居間に入ると、母親もソファに腰掛けていた。そんなに悪いことをした覚えはないのに、と思いながら向かい合うようにして床に座り込む。
「一昨日の夕方、何があったんだ。言いなさい」
「一昨日……?」
急に一昨日の話題を出され、困惑する。しかも夕方となると、より一層。何があった、と聞かれても、深海棲艦を見て気絶したくらいしかない。
「し、深海棲艦を──」
「深海棲艦!?」
名前を口にしただけで、声を荒げる父。私はわけがわからず、ただ怯えるしかない。深海棲艦がなんだ。そんなにいけないのか。
「うん──見て、それで、気絶しました」
「それだけか?」
「あ、えっと。
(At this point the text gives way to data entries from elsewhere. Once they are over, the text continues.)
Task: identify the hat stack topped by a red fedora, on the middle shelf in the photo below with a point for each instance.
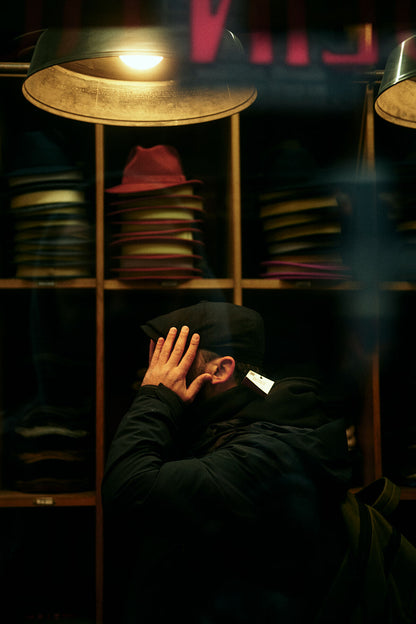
(155, 218)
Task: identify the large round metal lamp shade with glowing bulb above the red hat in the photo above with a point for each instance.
(78, 74)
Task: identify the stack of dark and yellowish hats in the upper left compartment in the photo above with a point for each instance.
(49, 211)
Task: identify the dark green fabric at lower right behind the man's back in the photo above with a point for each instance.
(376, 582)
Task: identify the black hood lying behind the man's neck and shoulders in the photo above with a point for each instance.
(297, 411)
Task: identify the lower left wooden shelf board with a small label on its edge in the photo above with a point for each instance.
(10, 498)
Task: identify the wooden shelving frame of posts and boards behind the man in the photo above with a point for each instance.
(234, 286)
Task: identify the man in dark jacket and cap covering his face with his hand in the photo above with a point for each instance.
(222, 497)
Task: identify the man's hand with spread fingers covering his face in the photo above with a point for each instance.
(169, 365)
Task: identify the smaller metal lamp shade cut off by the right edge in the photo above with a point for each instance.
(396, 100)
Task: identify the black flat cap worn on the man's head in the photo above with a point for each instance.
(224, 328)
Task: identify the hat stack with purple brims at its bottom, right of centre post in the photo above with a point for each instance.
(300, 218)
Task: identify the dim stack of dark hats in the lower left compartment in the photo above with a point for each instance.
(48, 430)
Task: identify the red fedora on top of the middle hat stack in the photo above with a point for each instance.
(152, 168)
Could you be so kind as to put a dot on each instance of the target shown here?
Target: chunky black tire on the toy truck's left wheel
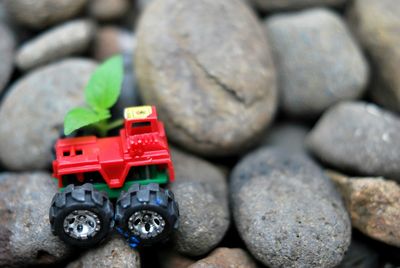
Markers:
(88, 201)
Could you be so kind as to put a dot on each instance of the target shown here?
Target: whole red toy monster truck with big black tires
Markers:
(92, 171)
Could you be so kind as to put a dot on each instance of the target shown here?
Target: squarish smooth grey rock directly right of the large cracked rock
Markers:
(318, 62)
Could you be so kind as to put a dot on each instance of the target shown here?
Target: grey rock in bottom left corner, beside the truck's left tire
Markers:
(25, 235)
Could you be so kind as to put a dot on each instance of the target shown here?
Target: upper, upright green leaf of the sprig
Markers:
(104, 86)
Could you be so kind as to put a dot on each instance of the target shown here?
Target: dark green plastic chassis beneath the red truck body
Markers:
(160, 177)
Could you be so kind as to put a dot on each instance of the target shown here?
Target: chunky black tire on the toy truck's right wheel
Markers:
(147, 199)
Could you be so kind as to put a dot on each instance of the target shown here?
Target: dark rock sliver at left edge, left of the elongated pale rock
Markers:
(7, 46)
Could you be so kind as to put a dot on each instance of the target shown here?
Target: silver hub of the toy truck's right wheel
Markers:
(146, 224)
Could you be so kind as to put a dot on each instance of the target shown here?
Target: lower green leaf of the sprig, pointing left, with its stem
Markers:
(80, 117)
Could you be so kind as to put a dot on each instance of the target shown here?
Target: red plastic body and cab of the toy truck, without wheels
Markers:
(139, 154)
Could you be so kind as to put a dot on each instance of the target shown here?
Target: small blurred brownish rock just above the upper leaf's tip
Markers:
(112, 40)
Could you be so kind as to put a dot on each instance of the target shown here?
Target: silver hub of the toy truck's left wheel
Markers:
(81, 224)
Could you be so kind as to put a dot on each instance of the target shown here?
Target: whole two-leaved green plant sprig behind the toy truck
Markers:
(101, 93)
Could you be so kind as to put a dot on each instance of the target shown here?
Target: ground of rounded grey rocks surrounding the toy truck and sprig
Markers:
(283, 117)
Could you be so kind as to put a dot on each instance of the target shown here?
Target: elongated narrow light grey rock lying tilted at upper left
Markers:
(61, 41)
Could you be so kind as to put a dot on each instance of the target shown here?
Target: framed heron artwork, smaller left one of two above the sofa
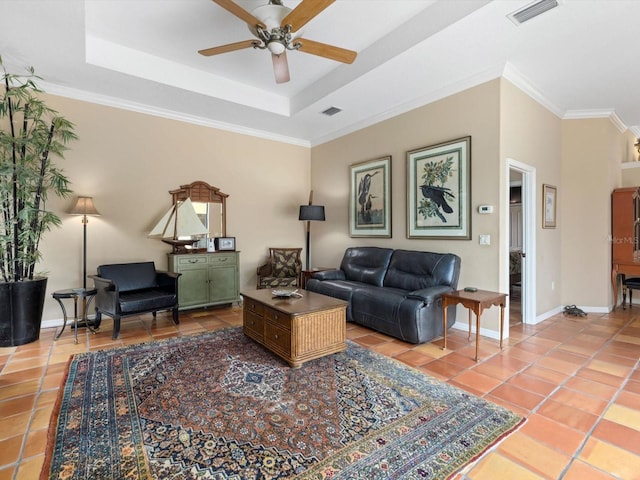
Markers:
(370, 198)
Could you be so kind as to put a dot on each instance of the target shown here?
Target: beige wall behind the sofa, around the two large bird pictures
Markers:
(474, 112)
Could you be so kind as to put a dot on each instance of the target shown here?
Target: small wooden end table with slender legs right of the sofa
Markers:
(475, 301)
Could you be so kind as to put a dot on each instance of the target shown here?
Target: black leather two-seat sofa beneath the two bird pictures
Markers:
(396, 292)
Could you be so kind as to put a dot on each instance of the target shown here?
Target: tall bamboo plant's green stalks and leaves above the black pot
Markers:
(31, 134)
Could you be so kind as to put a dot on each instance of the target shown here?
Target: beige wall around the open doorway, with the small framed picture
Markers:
(531, 134)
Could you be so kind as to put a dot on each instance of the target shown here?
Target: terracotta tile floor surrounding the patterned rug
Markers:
(575, 379)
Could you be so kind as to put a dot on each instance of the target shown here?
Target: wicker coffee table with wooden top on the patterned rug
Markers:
(298, 329)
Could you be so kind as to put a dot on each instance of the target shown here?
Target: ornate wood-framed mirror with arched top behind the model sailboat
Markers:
(210, 206)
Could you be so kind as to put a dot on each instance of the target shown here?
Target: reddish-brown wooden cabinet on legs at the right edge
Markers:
(625, 234)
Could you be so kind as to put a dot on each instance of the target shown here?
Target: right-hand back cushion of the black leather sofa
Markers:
(411, 270)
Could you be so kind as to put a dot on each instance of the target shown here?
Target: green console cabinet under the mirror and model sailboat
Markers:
(207, 278)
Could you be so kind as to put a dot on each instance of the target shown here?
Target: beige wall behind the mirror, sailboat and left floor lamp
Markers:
(129, 161)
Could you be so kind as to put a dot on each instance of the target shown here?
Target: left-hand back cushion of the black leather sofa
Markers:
(366, 264)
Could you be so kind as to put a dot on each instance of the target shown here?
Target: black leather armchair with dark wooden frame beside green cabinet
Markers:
(132, 288)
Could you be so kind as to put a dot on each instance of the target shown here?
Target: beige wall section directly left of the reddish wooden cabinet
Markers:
(591, 156)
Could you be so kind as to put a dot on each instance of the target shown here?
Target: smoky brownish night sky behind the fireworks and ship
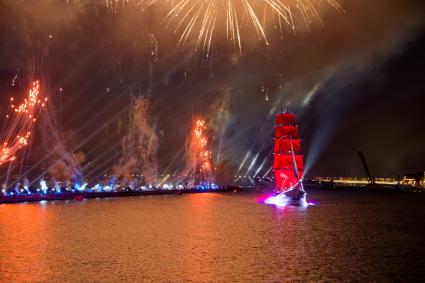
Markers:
(356, 82)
なんか、思い出した? ふ、艦の記憶みたいな?」
曖昧な発音で告げる。父もなぜ疑問系なんだと言いたげな表情をしている。でも、私にもよく分からないのだから仕方がない。それに関してはもう、許して欲しい。
父が、大きくため息をつく。母は小さく「ごめんなさい」と呟いた。その呟きの意味がわからず、問いかけようと口を開いた瞬間、先に父が言葉を発した。
「今まで、黙っていたことがあるんだ」
怒声でも、無言の威圧でもないそれは、私の知らない父の優しさが垣間見えて、思わず目玉が揺らぐ。動揺してしまった。
「お前は、海軍に行かなくてはならない」
「え!?」
「そういう使命なんだ、許してくれ」
す、とスーツの擦れる音を立てながら父が頭をさげる。状況に付いていけず、混乱する。
「実はお前には、駆逐艦吹雪型一番艦「吹雪」の記憶がある。それは、父さんも、母さんも知っていたことだ」
吹雪。それは、人生で何度も聞いた名前。